DDos Attack dilakukan dengan membanjiri server menggunakan paket data berkapasitas besar. Gempuran ini dilakukan bertubi-tubi sehingga sistem tidak dapat menampung data dan akhirnya rusak. Kalau sudah begitu, situs atau aplikasi yang diserang dengan DDos bakal sulit diakses pengguna lain.
Ke-dua adalah serangan siber berupa perubahan tampilan situs yang menayangkan hasil penghitungan suara. Jenis serangan itu ingin menunjukkan seakan-akan peretas mampu mengakses sistem penghitungan suara penyelenggara pemilu.

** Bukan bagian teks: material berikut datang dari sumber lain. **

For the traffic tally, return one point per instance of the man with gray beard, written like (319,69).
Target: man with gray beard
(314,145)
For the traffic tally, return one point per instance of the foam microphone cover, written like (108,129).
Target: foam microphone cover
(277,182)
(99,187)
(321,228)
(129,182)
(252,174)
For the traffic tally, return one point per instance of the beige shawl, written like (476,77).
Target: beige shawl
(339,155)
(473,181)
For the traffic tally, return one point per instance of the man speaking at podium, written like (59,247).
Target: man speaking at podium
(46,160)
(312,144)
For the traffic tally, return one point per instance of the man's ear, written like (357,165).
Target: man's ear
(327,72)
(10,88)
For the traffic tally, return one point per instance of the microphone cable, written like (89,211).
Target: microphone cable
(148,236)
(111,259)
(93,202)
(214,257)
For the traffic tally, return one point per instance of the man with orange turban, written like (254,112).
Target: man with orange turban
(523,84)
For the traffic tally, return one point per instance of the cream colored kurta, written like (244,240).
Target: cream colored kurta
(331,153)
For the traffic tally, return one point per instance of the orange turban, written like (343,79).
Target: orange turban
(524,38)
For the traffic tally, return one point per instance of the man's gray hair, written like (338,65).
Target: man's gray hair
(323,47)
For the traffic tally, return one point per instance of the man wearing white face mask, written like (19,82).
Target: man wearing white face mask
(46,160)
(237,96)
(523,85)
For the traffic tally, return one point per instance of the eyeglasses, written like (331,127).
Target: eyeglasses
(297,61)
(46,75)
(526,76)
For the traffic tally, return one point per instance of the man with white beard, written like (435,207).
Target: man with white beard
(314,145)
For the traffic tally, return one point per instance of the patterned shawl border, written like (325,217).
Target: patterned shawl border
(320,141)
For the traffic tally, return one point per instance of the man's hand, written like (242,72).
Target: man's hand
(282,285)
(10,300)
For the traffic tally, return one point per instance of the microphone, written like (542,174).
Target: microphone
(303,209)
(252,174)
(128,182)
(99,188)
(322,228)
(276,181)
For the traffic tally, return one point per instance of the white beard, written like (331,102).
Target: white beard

Ke-tiga adalah serangan phising atau metode mengelabui target untuk mengklik dokumen atau file yang disusupi malware atau ransomware.
Lumrah bagi peretas untuk mengirimkan tautan-tautan berisi malware dan ransomware. Metode phising belakangan juga jadi modus baru dalam kasus paket online.
Serangan siber lainnya dengan merusak jalur komunikasi yang digunakan mentransfer hasil penghitungan suara. Hal ini terjadi pada Pilpres Kenya pada 2017 lalu.
Ke-lima, serangan berupa perusakan integritas pada daftar pemilih online. Jenis serangan ini telah masuk ke internal sistem. Hal ini biasanya terjadi karena lemahnya sistem teknologi keamanan situs dari serangan siber.
Serangan tersebut dilakukan oleh peretas dengan sumber daya yang besar dan dilakukan secara terus-menerus. Serangan juga telah direncanakan dan melalui beberapa fase.
Ke-enam adalah pembocoran data pemilih. Pembocoran data pemilih dilakukan setelah peretas memiliki data pemilih.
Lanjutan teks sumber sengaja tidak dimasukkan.